Correspondence between Ext group and extensions (from Weibel's book)
I am trying to understand the proof of Theorem 3.4.3 from Weibel's book Introduction to homological algebra.
The statement is the following.
Let $R$ be a ring. Given $R$-modules $A$ and $B$, an extension $\xi$ of $A$ by $B$ is an exact sequence $0\to B\to X\to A\to0$. Then the connecting homomorphism $$\delta:\text{Hom}(A,A)\to\text{Ext}^1(A,B) \tag{1}$$ induces the 1-1 correspondence $\theta$ between equivalence classes of extensions of $A$ by $B$ and $\text{Ext}^1(A,B)$, which is given by $\theta:\xi\mapsto\delta(\text{id}_A)$.
In the beginning of the proof it is written the following
Fix an exact sequence $0\stackrel{j}\to M\to P\to A\to0$ with $P$ projective. Applying $\text{Hom}(-,B)$ yields an exact sequence $$\text{Hom}(P,B)\to\text{Hom}(M,B)\stackrel{\delta}\to\text{Ext}^1(A, B)\to0.\tag{2}$$
I don't understand why the connecting homomorphism in the sequence (2) is denoted by the same letter as in (1). Are they really the same?

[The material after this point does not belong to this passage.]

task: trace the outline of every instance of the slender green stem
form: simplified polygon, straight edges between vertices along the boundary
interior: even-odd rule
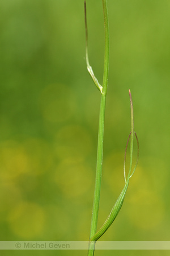
[[[95,235],[97,230],[98,213],[100,202],[101,174],[102,174],[105,109],[106,94],[108,80],[108,70],[109,70],[109,28],[108,28],[108,10],[106,0],[103,0],[103,5],[104,32],[105,32],[104,75],[103,75],[103,82],[102,90],[101,90],[101,102],[99,113],[96,174],[95,187],[95,193],[94,193],[94,204],[91,218],[90,238],[91,238]],[[87,33],[87,31],[86,33]],[[88,64],[89,65],[88,59],[87,59],[87,60],[88,60],[87,61],[87,66],[88,66]],[[90,242],[89,250],[88,254],[88,256],[91,256],[94,255],[95,251],[95,241]]]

$\DeclareMathOperator{\Hom}{Hom}\DeclareMathOperator{\Ext}{Ext}$I must have a different edition than you do, here's the statement of Theorem 3.4.3 that I read:
Theorem 3.4.3. Given two $R$-modules $A$ and $B$, the mapping $\Theta : \xi \mapsto \partial(\operatorname{id}_A)$ establishes a 1-1 correspondence $$\{\text{equivalence classes of extensions of } A \text{ by } B \} \leftrightarrow \Ext^1(A,B)$$ in which the split extension corresponds to the element $0 \in \Ext^1(A,B)$.
Proof Fix an exact sequence $0 \to M \xrightarrow{j} P \to A \to 0$ with $P$ projective. Applying $\Hom(-, B)$ yields an exact sequence $$\Hom(P, B) \to \Hom(M,B) \xrightarrow{\partial} \Ext^1(A,B) \to 0.$$ [...]
Now the mapping $\Theta$ is actually explained above the statement of the theorem. $\xi$ is an exact sequence, of the form $0 \to B \to X \to A \to 0$. If you apply the theory of derived functors to compute $\mathbb{R}\Hom(A,-)$, you get a long exact sequence: $$0 \to \Hom(A,B) \to \Hom(A,X) \to \Hom(A,A) \xrightarrow{\partial} \Ext^1(A,B) \to \Ext^1(A,X) \to \dots$$ where $\partial$ is the connecting morphism, for this particular exact sequence $\xi$. And the image of $\operatorname{id}_A$ under this $\partial$ is $\Theta(\xi)$.
But in the proof, Weibel takes also another exact sequence, $0 \to M \xrightarrow{j} P \to A \to 0$, and applies again derived functors, but on the other side of the $\Hom$! (So you're computing $\mathbb{R}\Hom(-, B)$.) You get a long exact sequence: $$0 \to \Hom(A,B) \to \Hom(P,B) \to \Hom(M,B) \xrightarrow{\partial} \Ext^1(A,B) \to \Ext^1(P,B) \to \dots$$ there is also a connecting morphism. We can call it $\partial$ again, but it's not the same $\partial$ as before, it's just that connecting homomorphisms are called $\partial$ in general (or $\delta$, or some other variant on the letter "d"). In general the context is enough to determine what $\partial$ we are talking about.
It's like how the differential of a chain complex is usually simply called "$d$", even if there are multiple chain complexes that we are considering... You could call the first connecting morphism $\partial_\xi^A$ or something like that, and find an appropriate notation for the second one, but carrying all these subscripts and superscripts around becomes annoying very quickly. (And don't forget that this is only the first connecting morphism, there are higher Ext groups! So it should be something like $\partial_{\xi, A}^1$...)
Bonus: In the proof, $P$ is projective, which is why $\Ext^1(P,B) = 0$ and why Weibel omitted it in the long exact sequence.